We see no error in the ruling of the Trial Judge. This Court held in Marshall v. Thomason, 241 S.C. 84, 127 S.E. (2d) 177, that to qualify under the res gestae exception to the rule excluding hearsay testimony, a statement "must be substantially contemporaneous with the litigated transaction, and be the instinctive, spontaneous utterances of the mind while under the active, immediate influences of the transaction; the circumstances precluding the idea that the utterances are the result of reflection or designed to make false or self-serving declarations." State v. Long, 186 S.C. 439, 195 S.E. 624.

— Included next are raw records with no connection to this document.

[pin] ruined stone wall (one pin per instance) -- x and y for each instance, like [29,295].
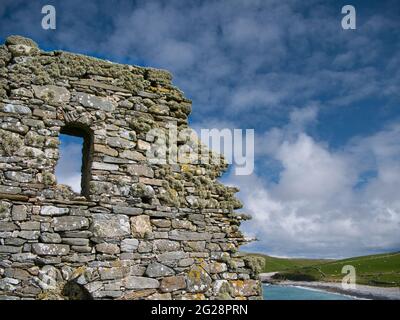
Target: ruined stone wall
[139,230]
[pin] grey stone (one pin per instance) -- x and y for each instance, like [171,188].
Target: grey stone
[141,226]
[165,245]
[110,226]
[171,256]
[19,212]
[137,283]
[53,211]
[140,170]
[188,235]
[198,280]
[68,223]
[48,237]
[130,211]
[104,166]
[111,273]
[10,249]
[76,241]
[95,102]
[129,245]
[156,270]
[29,235]
[47,249]
[108,248]
[16,108]
[52,94]
[8,226]
[173,283]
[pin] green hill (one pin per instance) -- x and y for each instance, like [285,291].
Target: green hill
[273,264]
[378,270]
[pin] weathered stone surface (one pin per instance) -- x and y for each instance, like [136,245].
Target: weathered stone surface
[171,256]
[198,280]
[53,211]
[49,237]
[173,283]
[129,245]
[47,249]
[15,108]
[111,273]
[19,212]
[156,270]
[140,170]
[187,235]
[92,101]
[141,226]
[105,150]
[245,288]
[130,211]
[140,283]
[217,267]
[68,223]
[140,229]
[110,226]
[51,93]
[165,245]
[108,248]
[105,166]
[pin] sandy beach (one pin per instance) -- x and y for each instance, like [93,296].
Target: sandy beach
[361,291]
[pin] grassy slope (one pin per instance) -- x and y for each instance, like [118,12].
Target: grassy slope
[273,264]
[379,270]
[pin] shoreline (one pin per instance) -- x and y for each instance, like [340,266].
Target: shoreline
[360,292]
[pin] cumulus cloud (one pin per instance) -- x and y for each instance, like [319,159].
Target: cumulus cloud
[68,169]
[323,204]
[251,64]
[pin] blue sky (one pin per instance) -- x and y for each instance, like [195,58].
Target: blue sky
[324,102]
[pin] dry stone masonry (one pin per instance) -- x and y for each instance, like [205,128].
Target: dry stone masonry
[138,230]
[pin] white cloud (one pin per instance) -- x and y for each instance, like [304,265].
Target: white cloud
[316,207]
[68,169]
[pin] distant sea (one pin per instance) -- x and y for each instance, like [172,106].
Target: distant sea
[277,292]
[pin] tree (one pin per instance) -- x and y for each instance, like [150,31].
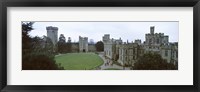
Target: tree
[62,44]
[152,61]
[26,28]
[69,45]
[99,46]
[91,41]
[34,54]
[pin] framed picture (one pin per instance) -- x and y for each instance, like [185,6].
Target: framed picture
[93,45]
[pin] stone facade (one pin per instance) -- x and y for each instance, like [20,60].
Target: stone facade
[52,33]
[83,44]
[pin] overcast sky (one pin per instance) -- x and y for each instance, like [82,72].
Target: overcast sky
[95,30]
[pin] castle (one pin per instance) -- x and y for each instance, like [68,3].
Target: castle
[83,44]
[127,53]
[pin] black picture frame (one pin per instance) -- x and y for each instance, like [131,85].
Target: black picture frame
[99,3]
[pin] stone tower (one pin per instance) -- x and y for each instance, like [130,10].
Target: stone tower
[52,33]
[83,44]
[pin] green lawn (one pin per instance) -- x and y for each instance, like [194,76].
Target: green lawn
[79,61]
[112,69]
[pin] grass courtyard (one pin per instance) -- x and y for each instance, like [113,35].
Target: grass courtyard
[79,61]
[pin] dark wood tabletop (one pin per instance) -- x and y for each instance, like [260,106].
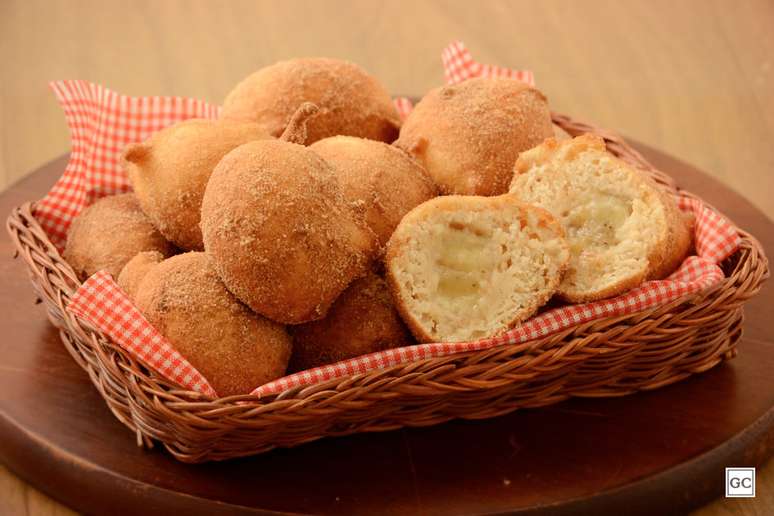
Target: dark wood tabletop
[659,451]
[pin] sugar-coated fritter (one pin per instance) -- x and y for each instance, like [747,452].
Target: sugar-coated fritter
[234,348]
[278,230]
[170,170]
[135,270]
[362,320]
[469,135]
[109,233]
[351,101]
[381,179]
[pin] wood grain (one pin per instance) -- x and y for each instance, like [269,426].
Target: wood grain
[693,78]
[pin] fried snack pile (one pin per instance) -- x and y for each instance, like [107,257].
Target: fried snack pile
[316,234]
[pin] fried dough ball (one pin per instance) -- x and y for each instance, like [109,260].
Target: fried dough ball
[170,170]
[351,101]
[136,269]
[385,181]
[362,320]
[234,348]
[109,233]
[469,135]
[279,231]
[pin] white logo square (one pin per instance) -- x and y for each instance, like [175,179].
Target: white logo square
[740,482]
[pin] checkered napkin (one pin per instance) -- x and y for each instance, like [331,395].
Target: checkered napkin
[103,122]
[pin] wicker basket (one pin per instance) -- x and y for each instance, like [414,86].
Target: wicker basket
[609,357]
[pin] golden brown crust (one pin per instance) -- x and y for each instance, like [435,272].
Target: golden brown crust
[234,348]
[469,135]
[473,204]
[362,320]
[135,270]
[351,101]
[170,170]
[679,242]
[107,234]
[666,253]
[380,179]
[280,233]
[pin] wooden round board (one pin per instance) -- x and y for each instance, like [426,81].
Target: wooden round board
[655,452]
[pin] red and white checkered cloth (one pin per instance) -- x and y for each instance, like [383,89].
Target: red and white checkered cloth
[102,122]
[459,65]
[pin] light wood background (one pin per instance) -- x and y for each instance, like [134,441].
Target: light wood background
[693,78]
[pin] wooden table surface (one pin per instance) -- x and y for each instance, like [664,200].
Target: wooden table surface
[693,78]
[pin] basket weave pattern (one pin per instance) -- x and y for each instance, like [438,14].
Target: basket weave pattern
[613,356]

The fifth exception asserts error on the part of the Trial Judge in denying Appellant's motion for a new trial. During the trial, Appellant's attorney advised the Court and the Solicitor that certain of his witnesses had been threatened. No motion was made, hence the Trial Judge did not rule thereon. He now complains that no steps were taken to correct the situation. Since the objection now urged under Appellant's fifth exception was not asserted during the trial, it is not properly before this Court. State v. Jordan, 258 S.C. 340, 188 S.E. (2d) 780.

It is well established that the granting or refusal of a motion for a new trial is within the discretion of the Trial Judge. Unless he abuses that discretion his decision will not be interfered with on appeal. State v. Jamison, 221 S.C. 312, 70 S.E. (2d) 342; State v. Johnson, 213 S.C. 241, 49 S.E. (2d) 6.

We see no error in the ruling of the Trial Judge. Even if there were error, it was clearly invited by counsel for Appellant, leaving Appellant in no position to complain. A case in point is State v. Robinson, 149 S.C. 439, 147 S.E. 441, wherein this Court said: "Defendant's counsel is therefore in no position to complain as to matters brought out in *98 response to his questions and not only without objection on his part, but when solicited by him."

We conclude that all of the Appellant's exceptions are without merit and the judgment below is accordingly, affirmed.

MOSS, C.J., and LEWIS, BUSSEY and LITTLEJOHN, JJ., concur.